Student Voice


August 17, 2022




Wistful traveler contemplates values of train use

April 4, 2014

This may be a large assumption on my part, but I believe that most people have seen or at least heard of the TV show “The Big Bang Theory.”

If you are one of those people, the show is a comedy about the interactions between a group of smart but nerdy guys. One of these nerds is named Sheldon and, as any fan of the series knows, Sheldon loves trains.

I recently took a trip to Japan and discovered how convenient trains are. One thing I appreciated about the trains in Japan, which I heard is not true in other places such as Europe, is that the trains are almost always on time. On longer trips, you did not even need to pay attention to the stops, only to the time of arrival.

Now as fun as these railway trips were, they inspired a desire to have something similar here. Now do not think I am misinformed, we do have trains here but not even close to as many as there seemed to be in Japan, especially when you think in terms of density.

Imagine this before you argue about how awesome a train system would be: you have a relatively free weekend so you decide to go somewhere. You walk a few blocks to a nearby station and from there you only have an hour’s trip to the Twin Cities or to any number of other cities. All for one reasonably priced ticket.

Maybe those with cars would disagree about the usefulness of trains as a means of travel but frankly it sounds like a simple way to get around. With gas prices increasing and environmental concerns continuing, more public transportation is not a bad thing to invest in.

So here is what I propose: several train lines that loop around smaller towns and connect to the cities. There would be several trains per line so that a train would stop at a particular station at least once per hour.preferably at the same time each hour but that is probably hoping for too much.

Inside the Twin Cities there would be another loop that covers the main city areas. Tokyo had a train at each station at 2 minute intervals with a total city loop taking about an hour. We would not need that many trains because the Twin Cities does not have as many people to provide transportation to. A fairly regular train with a short interval would be useful for all the people who live and work in the area.

Now I realize this may not be the most practical plan, as I am not an engineer, but it would still be a useful system for those who wanted to ride the trains.
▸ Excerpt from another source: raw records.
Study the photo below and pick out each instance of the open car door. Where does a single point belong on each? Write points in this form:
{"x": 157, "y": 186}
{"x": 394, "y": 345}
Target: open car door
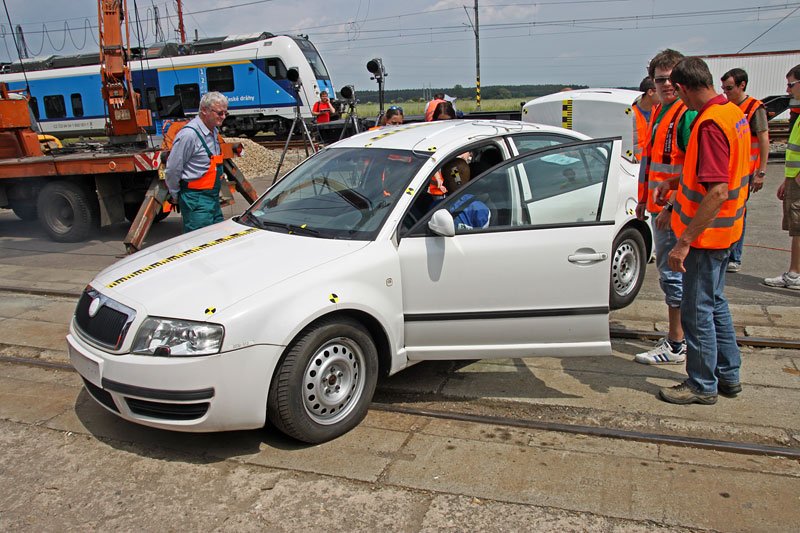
{"x": 516, "y": 262}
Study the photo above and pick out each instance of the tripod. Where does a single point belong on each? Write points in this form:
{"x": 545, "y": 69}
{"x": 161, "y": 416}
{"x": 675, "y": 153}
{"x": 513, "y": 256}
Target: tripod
{"x": 307, "y": 139}
{"x": 352, "y": 118}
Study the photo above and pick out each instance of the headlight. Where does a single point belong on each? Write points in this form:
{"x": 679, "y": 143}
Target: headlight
{"x": 180, "y": 338}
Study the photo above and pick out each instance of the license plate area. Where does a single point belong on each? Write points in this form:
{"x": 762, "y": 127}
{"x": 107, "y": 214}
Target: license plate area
{"x": 86, "y": 367}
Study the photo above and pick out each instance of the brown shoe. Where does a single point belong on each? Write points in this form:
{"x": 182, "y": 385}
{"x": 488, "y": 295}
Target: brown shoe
{"x": 685, "y": 394}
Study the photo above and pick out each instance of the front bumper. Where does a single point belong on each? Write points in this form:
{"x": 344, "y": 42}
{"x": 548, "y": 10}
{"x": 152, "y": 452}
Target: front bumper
{"x": 222, "y": 392}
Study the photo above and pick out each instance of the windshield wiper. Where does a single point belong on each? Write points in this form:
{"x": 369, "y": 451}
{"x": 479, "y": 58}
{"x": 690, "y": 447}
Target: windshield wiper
{"x": 290, "y": 228}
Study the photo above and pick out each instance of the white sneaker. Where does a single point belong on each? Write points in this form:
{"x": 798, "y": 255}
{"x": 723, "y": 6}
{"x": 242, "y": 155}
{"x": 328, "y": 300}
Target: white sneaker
{"x": 784, "y": 280}
{"x": 662, "y": 354}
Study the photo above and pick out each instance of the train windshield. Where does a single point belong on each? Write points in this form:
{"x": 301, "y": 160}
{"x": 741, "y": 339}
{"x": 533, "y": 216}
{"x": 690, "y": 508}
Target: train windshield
{"x": 313, "y": 57}
{"x": 340, "y": 193}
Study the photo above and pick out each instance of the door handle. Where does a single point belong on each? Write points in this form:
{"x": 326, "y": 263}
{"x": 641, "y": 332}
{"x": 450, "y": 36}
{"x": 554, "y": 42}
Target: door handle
{"x": 587, "y": 258}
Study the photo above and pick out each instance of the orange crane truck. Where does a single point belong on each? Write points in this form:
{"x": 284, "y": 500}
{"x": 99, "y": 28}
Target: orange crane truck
{"x": 71, "y": 190}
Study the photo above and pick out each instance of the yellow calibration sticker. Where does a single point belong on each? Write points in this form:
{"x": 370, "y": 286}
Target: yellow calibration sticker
{"x": 385, "y": 132}
{"x": 180, "y": 255}
{"x": 566, "y": 114}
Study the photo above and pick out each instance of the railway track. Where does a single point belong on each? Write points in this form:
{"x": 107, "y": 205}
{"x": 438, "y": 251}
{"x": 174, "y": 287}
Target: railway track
{"x": 279, "y": 145}
{"x": 399, "y": 407}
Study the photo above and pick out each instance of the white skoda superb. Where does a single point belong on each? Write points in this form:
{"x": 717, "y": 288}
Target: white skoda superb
{"x": 348, "y": 269}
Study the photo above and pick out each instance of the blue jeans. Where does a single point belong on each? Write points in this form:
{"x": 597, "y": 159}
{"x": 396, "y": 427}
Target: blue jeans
{"x": 736, "y": 248}
{"x": 671, "y": 282}
{"x": 712, "y": 352}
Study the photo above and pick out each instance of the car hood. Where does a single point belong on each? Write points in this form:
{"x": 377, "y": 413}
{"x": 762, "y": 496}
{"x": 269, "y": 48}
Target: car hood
{"x": 200, "y": 274}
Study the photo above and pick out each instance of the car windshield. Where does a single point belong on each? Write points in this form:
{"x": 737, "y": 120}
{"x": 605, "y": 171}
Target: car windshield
{"x": 340, "y": 193}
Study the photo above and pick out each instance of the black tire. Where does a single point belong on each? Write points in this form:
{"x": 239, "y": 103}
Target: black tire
{"x": 25, "y": 211}
{"x": 66, "y": 211}
{"x": 324, "y": 384}
{"x": 628, "y": 265}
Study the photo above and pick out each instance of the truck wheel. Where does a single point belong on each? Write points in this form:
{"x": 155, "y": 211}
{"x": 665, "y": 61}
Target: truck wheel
{"x": 66, "y": 211}
{"x": 25, "y": 211}
{"x": 325, "y": 383}
{"x": 628, "y": 266}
For example, if one weekend a group of friends wanted to go have fun in the city, they would not need to worry about driving home safely. The train could get them from point A to B and back again with little trouble. Those with small children could have a relaxing day if they traveled by train.
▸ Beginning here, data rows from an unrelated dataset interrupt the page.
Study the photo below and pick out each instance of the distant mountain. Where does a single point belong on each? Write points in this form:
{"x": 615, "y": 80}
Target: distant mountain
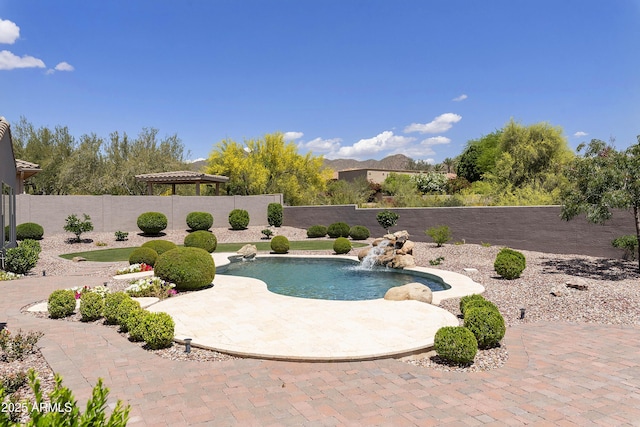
{"x": 396, "y": 162}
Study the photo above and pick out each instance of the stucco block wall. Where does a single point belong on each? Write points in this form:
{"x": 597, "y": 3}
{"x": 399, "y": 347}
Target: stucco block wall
{"x": 537, "y": 228}
{"x": 112, "y": 213}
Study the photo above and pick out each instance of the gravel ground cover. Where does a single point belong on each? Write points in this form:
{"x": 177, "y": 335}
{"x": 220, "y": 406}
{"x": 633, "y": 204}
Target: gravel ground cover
{"x": 612, "y": 295}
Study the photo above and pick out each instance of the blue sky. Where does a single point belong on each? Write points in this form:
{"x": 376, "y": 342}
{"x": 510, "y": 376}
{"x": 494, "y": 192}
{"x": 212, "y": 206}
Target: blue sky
{"x": 341, "y": 78}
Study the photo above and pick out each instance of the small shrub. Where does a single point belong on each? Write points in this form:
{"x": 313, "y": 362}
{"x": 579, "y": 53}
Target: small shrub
{"x": 280, "y": 245}
{"x": 19, "y": 345}
{"x": 274, "y": 214}
{"x": 188, "y": 268}
{"x": 78, "y": 226}
{"x": 152, "y": 223}
{"x": 342, "y": 245}
{"x": 160, "y": 246}
{"x": 62, "y": 303}
{"x": 359, "y": 232}
{"x": 387, "y": 219}
{"x": 63, "y": 407}
{"x": 509, "y": 264}
{"x": 91, "y": 306}
{"x": 201, "y": 239}
{"x": 22, "y": 259}
{"x": 29, "y": 230}
{"x": 134, "y": 324}
{"x": 12, "y": 382}
{"x": 238, "y": 219}
{"x": 158, "y": 330}
{"x": 316, "y": 231}
{"x": 143, "y": 255}
{"x": 111, "y": 304}
{"x": 440, "y": 234}
{"x": 479, "y": 303}
{"x": 124, "y": 310}
{"x": 467, "y": 299}
{"x": 456, "y": 344}
{"x": 199, "y": 221}
{"x": 338, "y": 229}
{"x": 629, "y": 243}
{"x": 487, "y": 324}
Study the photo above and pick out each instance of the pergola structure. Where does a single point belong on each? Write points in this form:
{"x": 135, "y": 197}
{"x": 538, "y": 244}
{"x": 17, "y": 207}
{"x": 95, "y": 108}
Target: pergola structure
{"x": 181, "y": 177}
{"x": 25, "y": 170}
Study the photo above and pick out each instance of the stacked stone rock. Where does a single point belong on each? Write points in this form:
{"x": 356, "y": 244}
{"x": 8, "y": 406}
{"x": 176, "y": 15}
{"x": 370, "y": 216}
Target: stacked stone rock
{"x": 398, "y": 252}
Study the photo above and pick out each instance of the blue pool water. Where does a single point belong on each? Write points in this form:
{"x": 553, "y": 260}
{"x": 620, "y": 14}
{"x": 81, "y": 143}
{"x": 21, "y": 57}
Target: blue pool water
{"x": 323, "y": 278}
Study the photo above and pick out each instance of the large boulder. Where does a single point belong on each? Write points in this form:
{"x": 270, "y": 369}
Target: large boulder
{"x": 410, "y": 291}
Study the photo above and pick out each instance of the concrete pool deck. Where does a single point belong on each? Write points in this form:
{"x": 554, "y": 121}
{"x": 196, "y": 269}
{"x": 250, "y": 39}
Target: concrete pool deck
{"x": 240, "y": 316}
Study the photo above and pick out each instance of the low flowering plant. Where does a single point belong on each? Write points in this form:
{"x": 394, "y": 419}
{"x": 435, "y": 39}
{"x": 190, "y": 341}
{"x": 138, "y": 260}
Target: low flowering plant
{"x": 7, "y": 275}
{"x": 151, "y": 287}
{"x": 79, "y": 290}
{"x": 135, "y": 268}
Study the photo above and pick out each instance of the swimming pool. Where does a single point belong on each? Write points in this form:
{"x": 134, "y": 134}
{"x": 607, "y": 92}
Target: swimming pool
{"x": 325, "y": 278}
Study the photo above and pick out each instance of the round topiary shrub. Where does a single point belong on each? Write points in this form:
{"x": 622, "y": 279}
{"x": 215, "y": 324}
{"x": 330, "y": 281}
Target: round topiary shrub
{"x": 455, "y": 344}
{"x": 158, "y": 330}
{"x": 342, "y": 245}
{"x": 280, "y": 245}
{"x": 199, "y": 221}
{"x": 486, "y": 324}
{"x": 338, "y": 229}
{"x": 238, "y": 219}
{"x": 509, "y": 264}
{"x": 467, "y": 299}
{"x": 201, "y": 239}
{"x": 91, "y": 306}
{"x": 160, "y": 246}
{"x": 476, "y": 303}
{"x": 143, "y": 255}
{"x": 61, "y": 303}
{"x": 274, "y": 214}
{"x": 316, "y": 231}
{"x": 124, "y": 310}
{"x": 188, "y": 268}
{"x": 135, "y": 325}
{"x": 29, "y": 230}
{"x": 111, "y": 304}
{"x": 152, "y": 223}
{"x": 359, "y": 232}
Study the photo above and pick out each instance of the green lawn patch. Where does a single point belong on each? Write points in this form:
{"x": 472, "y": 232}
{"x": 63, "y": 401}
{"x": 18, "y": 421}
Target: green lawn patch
{"x": 122, "y": 254}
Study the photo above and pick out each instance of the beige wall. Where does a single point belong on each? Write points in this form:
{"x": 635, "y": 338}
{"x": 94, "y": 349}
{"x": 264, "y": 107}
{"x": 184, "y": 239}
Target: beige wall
{"x": 113, "y": 213}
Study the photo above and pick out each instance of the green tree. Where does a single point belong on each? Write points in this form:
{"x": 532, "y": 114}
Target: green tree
{"x": 603, "y": 179}
{"x": 269, "y": 165}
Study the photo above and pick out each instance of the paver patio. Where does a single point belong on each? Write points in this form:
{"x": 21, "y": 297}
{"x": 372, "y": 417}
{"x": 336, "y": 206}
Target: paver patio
{"x": 557, "y": 374}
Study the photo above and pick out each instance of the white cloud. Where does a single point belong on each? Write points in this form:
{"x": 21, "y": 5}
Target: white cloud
{"x": 424, "y": 148}
{"x": 320, "y": 145}
{"x": 290, "y": 136}
{"x": 9, "y": 31}
{"x": 64, "y": 66}
{"x": 9, "y": 61}
{"x": 442, "y": 123}
{"x": 367, "y": 147}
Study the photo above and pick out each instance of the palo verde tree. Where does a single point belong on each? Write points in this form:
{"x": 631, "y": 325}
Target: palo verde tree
{"x": 269, "y": 165}
{"x": 601, "y": 180}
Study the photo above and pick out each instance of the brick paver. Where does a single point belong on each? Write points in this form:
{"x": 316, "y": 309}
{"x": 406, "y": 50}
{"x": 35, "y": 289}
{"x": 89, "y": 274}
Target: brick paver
{"x": 557, "y": 374}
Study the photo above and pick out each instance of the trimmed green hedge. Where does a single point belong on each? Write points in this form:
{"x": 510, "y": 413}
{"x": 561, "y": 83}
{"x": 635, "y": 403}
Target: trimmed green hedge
{"x": 152, "y": 223}
{"x": 188, "y": 268}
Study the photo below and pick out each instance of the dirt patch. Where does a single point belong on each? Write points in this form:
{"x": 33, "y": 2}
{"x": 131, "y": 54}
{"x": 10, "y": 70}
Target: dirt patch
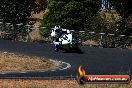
{"x": 12, "y": 62}
{"x": 55, "y": 84}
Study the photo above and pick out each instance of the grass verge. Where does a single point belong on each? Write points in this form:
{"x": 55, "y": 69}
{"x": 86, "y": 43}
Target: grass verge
{"x": 5, "y": 83}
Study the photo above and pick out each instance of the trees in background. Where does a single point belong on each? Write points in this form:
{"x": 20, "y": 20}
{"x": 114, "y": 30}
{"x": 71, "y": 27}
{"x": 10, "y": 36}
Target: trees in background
{"x": 18, "y": 11}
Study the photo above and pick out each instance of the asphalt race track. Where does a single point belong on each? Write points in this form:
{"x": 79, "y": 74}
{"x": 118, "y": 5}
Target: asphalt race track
{"x": 94, "y": 60}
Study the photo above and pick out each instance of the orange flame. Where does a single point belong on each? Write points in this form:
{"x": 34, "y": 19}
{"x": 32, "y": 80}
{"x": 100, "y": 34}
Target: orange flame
{"x": 81, "y": 71}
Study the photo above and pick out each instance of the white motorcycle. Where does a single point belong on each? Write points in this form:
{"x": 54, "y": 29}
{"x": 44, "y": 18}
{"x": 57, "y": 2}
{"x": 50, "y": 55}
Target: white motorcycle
{"x": 63, "y": 39}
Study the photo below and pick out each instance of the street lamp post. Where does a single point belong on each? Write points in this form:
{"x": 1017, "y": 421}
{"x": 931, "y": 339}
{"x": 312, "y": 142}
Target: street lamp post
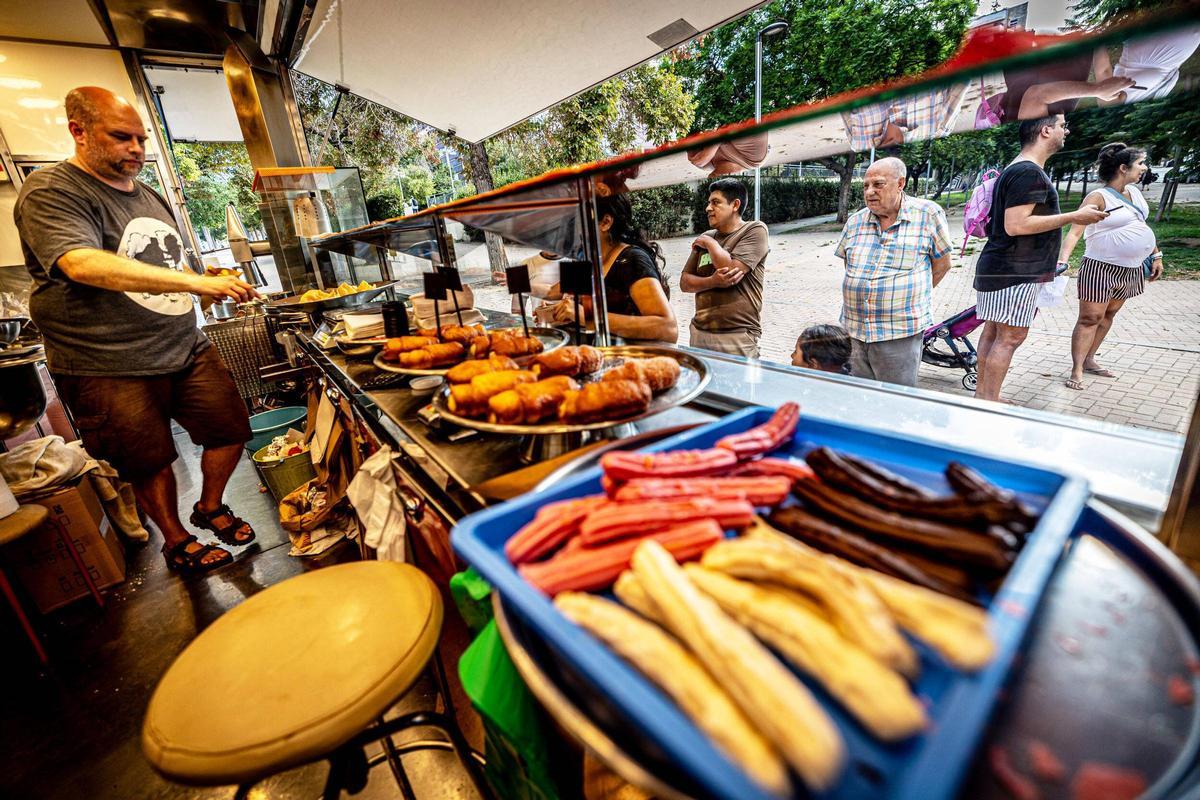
{"x": 769, "y": 31}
Not only would the youngsters be entertained by the train but the caretakers would not have to deal with the frustrations of folding up a stroller or driving in inner-city traffic. The train could take them to a park or museum. Finding a convenient parking spot would no longer be an issue.

Maybe it is the wistful traveler talking, but I believe a series of trains throughout Minnesota and Wisconsin would be a positive investment for the economy, environment and our connection as people of the Midwest. Expand the vision to encompass the whole United States.
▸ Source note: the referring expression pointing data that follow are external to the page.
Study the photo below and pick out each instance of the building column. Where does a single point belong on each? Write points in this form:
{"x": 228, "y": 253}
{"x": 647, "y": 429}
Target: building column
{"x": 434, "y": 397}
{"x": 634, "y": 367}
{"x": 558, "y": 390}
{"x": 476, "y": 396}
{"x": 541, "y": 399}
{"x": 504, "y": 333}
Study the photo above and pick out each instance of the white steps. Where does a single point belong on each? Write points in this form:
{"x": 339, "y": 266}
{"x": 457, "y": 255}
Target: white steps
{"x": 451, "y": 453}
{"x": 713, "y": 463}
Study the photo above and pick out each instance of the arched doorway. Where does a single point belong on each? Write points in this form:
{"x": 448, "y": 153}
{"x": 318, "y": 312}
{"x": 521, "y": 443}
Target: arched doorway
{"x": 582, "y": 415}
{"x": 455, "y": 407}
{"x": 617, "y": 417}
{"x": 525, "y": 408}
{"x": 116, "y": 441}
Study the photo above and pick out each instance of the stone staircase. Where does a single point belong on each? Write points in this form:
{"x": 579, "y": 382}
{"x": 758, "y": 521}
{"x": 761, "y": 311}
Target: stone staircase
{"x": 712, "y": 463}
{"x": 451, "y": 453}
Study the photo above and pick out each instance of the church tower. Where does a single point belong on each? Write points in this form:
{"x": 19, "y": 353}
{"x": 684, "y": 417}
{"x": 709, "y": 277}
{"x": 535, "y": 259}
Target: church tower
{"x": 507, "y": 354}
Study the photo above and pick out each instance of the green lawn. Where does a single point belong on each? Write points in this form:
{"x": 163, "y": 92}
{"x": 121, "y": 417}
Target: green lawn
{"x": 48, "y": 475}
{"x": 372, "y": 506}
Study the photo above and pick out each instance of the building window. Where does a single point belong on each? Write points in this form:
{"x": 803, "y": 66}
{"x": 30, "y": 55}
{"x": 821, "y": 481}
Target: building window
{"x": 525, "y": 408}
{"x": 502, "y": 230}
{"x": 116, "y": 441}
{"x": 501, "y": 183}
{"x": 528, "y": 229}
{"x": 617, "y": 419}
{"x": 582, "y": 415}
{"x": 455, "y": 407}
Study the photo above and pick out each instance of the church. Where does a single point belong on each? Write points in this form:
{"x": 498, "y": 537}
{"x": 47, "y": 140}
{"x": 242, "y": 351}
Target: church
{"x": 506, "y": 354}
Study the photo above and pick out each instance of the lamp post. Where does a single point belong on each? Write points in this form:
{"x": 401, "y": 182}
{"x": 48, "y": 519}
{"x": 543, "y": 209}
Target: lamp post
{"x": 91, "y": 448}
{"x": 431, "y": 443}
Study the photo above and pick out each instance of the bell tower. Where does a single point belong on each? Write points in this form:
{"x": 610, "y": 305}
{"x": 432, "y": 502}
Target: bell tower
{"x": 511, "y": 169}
Japan has the Shinkansen, or the Bullet Train. Europe does too. So why don’t we? Frankly, since we are a larger country, we could use it more. Think of traveling from Minnesota to Chicago in under 3 hours, racing across the country side at over a hundred miles per hour. It would truly help unify the country if that type of fast and inexpensive transportation was readily available to the public. Think about it. Trains racing across the United States.

As Sheldon Cooper would say, “We’re not flying; we’re taking the train.”

Rachel Molitor is a student at UW-River Falls.